Manuel Neuer came out of international retirement to be named in Germany's 26‑man squad for the 2026 World Cup and, Julian Nagelsmann said, will be the team's starting goalkeeper for the tournament.
The call-up puts a familiar face back between the posts: Neuer, a 40‑year‑old with 124 caps who won the 2014 World Cup in Brazil and has played in four World Cups, was included alongside Oliver Baumann and Alexander Nubel as Germany's three goalkeepers. Germany are drawn in Group E and will open their campaign against Curacao on 14 June before games with the Ivory Coast and Ecuador.
Nagelsmann framed the selection as pragmatic. "Everyone knows the aura and quality Manu has, what he brings to a team," he said, and added plainly: "We're planning with him as our number one." He told reporters the coaching staff had judged the problem to be selecting "the country's three best goalkeepers for the World Cup," and that returning to Neuer followed a direct outreach: "That is why we decided to contact him and ask if he would like to play for the national team again."

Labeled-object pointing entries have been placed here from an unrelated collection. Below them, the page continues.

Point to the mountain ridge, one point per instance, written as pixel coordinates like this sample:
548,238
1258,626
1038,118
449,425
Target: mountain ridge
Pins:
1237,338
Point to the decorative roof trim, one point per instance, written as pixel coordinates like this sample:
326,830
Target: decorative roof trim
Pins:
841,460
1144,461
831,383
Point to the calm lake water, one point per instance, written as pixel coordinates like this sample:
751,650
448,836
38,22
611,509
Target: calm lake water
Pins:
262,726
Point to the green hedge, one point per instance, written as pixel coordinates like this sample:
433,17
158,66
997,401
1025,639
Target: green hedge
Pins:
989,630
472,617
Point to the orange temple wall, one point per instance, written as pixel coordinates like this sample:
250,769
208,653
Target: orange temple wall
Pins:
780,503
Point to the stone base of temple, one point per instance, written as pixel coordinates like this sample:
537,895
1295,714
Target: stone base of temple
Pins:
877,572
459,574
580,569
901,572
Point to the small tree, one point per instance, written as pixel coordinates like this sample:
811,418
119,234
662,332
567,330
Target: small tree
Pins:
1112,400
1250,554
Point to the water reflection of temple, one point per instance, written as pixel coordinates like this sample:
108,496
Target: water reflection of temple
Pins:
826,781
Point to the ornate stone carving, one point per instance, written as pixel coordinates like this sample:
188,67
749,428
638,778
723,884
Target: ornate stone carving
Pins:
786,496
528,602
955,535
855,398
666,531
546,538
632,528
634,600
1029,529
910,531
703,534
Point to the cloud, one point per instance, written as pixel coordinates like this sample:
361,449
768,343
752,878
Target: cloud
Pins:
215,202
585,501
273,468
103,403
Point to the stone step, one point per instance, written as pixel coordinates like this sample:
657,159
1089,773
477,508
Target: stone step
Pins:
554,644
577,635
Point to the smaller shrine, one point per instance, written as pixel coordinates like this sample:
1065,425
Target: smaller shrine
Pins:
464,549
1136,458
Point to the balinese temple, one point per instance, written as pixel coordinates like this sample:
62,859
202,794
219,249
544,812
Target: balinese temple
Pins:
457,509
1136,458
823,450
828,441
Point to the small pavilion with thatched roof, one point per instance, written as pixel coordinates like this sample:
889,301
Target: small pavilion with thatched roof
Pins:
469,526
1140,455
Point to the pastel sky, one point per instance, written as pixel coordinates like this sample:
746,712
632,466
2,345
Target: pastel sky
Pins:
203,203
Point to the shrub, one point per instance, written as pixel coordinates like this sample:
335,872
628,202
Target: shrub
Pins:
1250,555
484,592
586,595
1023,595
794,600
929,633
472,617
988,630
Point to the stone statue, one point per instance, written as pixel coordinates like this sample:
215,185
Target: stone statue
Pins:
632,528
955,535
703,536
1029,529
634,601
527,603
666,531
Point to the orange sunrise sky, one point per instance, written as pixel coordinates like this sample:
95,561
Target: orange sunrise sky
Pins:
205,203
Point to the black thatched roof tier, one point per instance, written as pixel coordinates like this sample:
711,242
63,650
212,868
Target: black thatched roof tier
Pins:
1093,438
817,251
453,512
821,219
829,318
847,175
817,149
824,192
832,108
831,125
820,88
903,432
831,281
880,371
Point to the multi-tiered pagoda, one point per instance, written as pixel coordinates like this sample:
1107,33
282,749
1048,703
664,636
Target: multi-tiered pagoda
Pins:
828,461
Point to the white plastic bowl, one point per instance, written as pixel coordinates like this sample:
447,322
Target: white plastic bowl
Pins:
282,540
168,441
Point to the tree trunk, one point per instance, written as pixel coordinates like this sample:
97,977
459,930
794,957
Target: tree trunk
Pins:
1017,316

The numbers underline why the decision matters. Neuer won his last of 124 caps in Germany's Euro 2024 quarter‑final defeat by Spain and later announced he was ending his international career; now he returns as a veteran centerpiece for a nation that has won the World Cup four times but shockingly exited at the group stage in both 2018 and 2022. Nagelsmann repeatedly pointed to qualities beyond measurable form: "I don't possess what Manu has; even Olli has less of it. He has a huge number of titles, an aura, and a massive reputation," he said.
Context for the U‑turn is straightforward. The idea was discussed at the start of 2026 after Marc‑Andre ter Stegen suffered another injury shortly after returning to action with FC Girona, Nagelsmann said, and the coaching staff needed clarity on Neuer's club future. "What is happening with his deal? Is he even going to keep playing? He decided relatively late that he would extend his contract with Bayern. For us, that was a prerequisite – we needed clarity on what his future holds." Neuer signed a contract extension with Bayern Munich until 2027 last Friday, clearing the path for the recall.
That clarity on commitment, though, sits alongside fresh fitness worries. Neuer missed four matches this season with muscle injuries, and he came off with left calf trouble in Bayern's 5‑1 win over 1. FC Köln, leaving him a doubt for Saturday's DFB Cup final against VfB Stuttgart. Nagelsmann acknowledged the trade‑off: "We can't be blind to that; we have to factor it in," he said, describing a selection that weighs reputation and leadership against fatigue and recent knocks.
The tension is stark. Neuer had publicly closed the international chapter after Euro 2024; the federation then reopened it because of an injured rival and because Bayern extended him. Germany have explicitly put experience at the centre of their plan, but the squad risks a high‑profile answer to past World Cup failures on the body of a 40‑year‑old who has missed matches this season.
There are goalkeeper headlines elsewhere in the game this week — Thun Fc host Young Boys with goalkeeper Nino Ziswiler sidelined, Fcsb had Matei Popa forced off after a collision, and Real Zaragoza’s Esteban Andrada was suspended after a stoppage‑time punch — but for Germany the immediate calendar is fixed: Neuer is expected to start as the planned number one, the World Cup kicks off for them on 14 June, and the decisive question now is simple and urgent — can his body hold up long enough for his aura to change a team that has repeatedly underperformed on football's biggest stage?